Lord Protector Mode: ON

    by Kapanash

    16 Comments

    1. Oliver Cromwell started as a leader of Parliament during the English Civil War fighting for what he saw as liberty and a more godly England. By the time he became Lord Protector his rule was marked by strict Puritan reforms banning Christmas closing theaters and his brutal campaign in Ireland including the Siege of Drogheda cemented his reputation as ruthless and unflinching.

    2. _Captain_Dinosaur_ on

      I have maintained an orange idiot cat for most of my life. So far there have been three. All of them, as tradition dictates, have been named after historical monsters.

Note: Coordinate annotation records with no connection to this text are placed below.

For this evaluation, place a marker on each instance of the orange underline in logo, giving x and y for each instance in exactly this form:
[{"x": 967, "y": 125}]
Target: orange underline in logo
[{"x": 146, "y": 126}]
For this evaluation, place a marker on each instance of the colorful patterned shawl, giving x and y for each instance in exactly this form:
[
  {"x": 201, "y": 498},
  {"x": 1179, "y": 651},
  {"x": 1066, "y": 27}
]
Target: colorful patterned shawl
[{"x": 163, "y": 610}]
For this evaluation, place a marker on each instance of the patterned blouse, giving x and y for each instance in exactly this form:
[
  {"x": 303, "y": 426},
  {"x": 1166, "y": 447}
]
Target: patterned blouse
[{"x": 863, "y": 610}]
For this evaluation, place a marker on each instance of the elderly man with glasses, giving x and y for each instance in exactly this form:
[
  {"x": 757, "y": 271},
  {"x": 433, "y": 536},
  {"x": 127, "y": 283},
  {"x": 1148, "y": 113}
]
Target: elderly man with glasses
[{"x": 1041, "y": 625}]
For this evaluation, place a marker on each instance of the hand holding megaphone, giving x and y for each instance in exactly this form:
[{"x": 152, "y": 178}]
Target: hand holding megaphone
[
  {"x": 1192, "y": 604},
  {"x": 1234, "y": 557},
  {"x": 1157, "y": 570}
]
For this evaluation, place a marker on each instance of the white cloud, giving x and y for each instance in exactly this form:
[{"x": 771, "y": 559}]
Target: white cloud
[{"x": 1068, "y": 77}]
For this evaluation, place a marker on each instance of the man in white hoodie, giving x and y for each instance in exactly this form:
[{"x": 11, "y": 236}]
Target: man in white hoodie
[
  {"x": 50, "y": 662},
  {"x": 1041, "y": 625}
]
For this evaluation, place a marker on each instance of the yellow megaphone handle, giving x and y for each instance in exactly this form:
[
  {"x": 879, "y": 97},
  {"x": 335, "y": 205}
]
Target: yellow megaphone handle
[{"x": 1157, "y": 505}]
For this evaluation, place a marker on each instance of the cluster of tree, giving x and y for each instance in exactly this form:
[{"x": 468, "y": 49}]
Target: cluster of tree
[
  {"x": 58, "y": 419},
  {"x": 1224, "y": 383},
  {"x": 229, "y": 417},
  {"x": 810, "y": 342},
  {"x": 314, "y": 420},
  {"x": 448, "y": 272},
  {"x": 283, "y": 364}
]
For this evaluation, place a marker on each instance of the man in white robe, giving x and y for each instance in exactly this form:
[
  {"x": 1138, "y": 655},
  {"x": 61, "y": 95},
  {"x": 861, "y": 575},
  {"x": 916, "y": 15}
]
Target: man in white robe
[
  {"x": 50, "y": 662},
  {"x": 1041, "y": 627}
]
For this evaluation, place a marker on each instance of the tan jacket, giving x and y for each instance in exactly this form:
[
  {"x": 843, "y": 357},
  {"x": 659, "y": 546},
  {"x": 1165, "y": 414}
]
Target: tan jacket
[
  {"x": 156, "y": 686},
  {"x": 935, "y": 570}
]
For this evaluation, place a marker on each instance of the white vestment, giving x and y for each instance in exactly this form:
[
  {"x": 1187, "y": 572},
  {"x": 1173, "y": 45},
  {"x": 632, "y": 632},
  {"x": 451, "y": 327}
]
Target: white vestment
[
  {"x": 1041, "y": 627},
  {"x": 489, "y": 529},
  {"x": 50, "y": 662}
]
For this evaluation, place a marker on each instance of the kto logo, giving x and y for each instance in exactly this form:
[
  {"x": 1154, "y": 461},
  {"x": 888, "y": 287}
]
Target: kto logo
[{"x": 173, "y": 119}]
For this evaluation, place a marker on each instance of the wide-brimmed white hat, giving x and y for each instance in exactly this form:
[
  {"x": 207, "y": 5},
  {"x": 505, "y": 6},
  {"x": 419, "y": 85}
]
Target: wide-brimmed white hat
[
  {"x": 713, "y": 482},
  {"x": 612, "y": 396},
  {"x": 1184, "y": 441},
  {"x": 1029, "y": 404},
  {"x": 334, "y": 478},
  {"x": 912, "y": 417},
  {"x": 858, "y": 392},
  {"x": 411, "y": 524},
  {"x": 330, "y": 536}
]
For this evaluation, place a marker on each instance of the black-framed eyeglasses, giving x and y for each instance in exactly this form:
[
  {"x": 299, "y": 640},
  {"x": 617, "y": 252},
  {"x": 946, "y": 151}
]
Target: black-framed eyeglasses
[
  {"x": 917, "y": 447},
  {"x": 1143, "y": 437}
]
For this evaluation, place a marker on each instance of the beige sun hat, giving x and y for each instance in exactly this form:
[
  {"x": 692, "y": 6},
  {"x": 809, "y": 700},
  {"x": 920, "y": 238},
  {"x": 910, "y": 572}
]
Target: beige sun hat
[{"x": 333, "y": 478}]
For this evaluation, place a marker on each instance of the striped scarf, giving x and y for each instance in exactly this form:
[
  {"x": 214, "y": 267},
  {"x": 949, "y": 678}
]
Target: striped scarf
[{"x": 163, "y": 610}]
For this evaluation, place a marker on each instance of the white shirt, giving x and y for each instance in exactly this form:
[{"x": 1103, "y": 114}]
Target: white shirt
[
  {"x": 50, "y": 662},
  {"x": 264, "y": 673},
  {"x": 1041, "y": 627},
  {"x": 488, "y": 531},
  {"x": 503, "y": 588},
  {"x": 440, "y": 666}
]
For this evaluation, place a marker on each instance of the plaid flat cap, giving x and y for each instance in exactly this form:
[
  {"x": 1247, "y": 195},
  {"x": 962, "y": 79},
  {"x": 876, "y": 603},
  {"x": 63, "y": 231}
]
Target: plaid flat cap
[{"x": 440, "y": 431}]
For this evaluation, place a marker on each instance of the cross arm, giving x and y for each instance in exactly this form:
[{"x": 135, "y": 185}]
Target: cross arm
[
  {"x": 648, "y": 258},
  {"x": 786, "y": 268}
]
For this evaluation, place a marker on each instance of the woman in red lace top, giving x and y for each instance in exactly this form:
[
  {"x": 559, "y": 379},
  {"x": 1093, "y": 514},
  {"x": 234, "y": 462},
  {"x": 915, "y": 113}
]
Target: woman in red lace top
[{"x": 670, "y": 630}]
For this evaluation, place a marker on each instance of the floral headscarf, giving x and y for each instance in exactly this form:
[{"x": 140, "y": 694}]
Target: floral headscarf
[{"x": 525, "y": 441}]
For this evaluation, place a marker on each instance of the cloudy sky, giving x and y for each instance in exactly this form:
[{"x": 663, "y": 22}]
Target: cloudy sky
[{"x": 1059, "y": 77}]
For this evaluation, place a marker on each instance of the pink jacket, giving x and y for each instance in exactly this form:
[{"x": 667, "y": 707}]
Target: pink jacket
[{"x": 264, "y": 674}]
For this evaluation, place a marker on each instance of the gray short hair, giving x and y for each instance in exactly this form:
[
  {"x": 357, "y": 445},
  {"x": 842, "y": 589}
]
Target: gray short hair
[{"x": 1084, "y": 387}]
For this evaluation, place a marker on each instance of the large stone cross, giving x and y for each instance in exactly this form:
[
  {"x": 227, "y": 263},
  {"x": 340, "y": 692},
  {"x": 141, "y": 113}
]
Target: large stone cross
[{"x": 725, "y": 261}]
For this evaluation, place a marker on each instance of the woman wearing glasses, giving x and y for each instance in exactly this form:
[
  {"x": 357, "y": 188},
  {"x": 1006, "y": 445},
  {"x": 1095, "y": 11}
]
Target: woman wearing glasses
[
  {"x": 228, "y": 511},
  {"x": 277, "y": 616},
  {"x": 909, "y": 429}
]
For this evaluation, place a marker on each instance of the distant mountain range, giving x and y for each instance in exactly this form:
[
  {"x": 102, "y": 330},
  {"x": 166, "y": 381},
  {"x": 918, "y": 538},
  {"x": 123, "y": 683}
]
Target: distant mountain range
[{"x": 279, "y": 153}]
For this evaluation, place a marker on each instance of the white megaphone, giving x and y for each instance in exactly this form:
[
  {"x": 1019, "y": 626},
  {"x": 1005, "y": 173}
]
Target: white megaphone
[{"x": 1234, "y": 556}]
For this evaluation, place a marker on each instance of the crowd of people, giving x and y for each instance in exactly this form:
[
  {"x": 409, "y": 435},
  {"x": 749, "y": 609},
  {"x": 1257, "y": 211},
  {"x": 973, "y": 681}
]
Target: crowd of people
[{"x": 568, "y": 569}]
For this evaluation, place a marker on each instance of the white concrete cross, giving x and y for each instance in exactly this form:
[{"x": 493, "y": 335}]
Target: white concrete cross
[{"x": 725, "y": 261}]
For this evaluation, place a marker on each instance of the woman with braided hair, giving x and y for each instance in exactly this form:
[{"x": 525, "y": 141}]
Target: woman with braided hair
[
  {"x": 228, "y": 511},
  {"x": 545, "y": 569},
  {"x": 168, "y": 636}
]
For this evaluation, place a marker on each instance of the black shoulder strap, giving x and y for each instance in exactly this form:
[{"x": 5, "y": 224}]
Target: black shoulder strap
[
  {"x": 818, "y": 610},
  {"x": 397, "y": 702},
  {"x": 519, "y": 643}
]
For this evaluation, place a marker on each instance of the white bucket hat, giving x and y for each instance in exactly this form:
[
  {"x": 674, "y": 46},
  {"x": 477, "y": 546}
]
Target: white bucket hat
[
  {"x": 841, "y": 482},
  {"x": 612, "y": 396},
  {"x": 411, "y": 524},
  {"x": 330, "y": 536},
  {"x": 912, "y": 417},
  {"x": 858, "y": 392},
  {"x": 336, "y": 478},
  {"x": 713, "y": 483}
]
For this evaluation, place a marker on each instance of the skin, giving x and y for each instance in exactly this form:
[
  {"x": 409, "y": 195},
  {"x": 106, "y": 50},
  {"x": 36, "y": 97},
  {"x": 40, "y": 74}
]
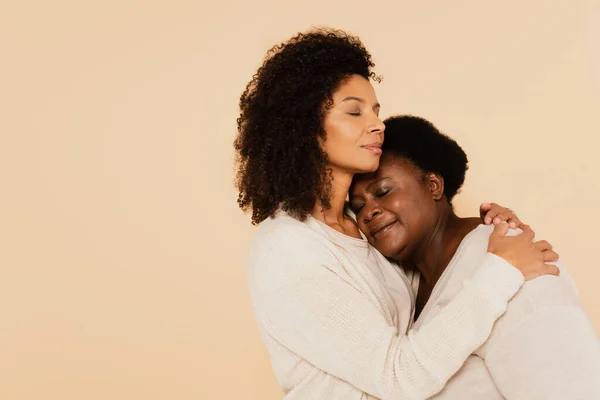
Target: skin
[
  {"x": 354, "y": 134},
  {"x": 405, "y": 215},
  {"x": 353, "y": 145}
]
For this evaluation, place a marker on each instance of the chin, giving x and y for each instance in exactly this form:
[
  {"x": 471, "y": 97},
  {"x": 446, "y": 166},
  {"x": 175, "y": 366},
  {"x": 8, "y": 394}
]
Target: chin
[{"x": 366, "y": 167}]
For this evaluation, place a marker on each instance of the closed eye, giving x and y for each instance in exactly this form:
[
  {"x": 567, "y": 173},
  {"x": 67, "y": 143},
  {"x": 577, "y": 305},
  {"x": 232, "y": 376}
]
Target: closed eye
[
  {"x": 382, "y": 193},
  {"x": 356, "y": 208}
]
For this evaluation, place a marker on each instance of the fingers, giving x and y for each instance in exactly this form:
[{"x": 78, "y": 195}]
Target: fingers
[
  {"x": 484, "y": 208},
  {"x": 543, "y": 245},
  {"x": 508, "y": 216},
  {"x": 527, "y": 233},
  {"x": 551, "y": 269},
  {"x": 489, "y": 211},
  {"x": 550, "y": 256},
  {"x": 500, "y": 230}
]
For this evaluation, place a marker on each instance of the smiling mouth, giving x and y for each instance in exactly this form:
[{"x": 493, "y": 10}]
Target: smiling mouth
[
  {"x": 382, "y": 230},
  {"x": 375, "y": 148}
]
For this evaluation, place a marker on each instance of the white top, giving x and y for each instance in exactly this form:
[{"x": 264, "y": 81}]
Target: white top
[
  {"x": 542, "y": 348},
  {"x": 336, "y": 330}
]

      R.I.P. Bonaparte and Attila.

      Long live Oliver.

    3. When his son was overthrown and his laws repealed his fanatical supporters cried religous persecution and fled to the new world to found a colony of some sorts.

    4. AceOfSpades532 on

      I’m pretty sure the English Protectorate is the only case of a country successfully revolting against a hereditary monarch and replacing it with a republic (although Cromwell did make his son become leader after he died, basically negating the non hereditary appeal), just for the republic to be so bad that the people willingly brought the hereditary monarchy back

      Edit: France doesn’t really count, Napoleon took it and then the Ancien Regime was reinstalled by outside powers, in England it was the country doing it willingly both times

    5. The Puritans did NOT ban alcohol. Religious teetotaling is more of an Anabaptist thing.

    6. How did they justify “No alcohol” when Jesus famously turned water into wine in the Bible?

    7. Parliament and the puritans banned Christmas not Cromwell although he wasn’t opposed to it

    8. Whatever his many faults, Britain never achieves the same level of power without the victory of parliament in the civil war.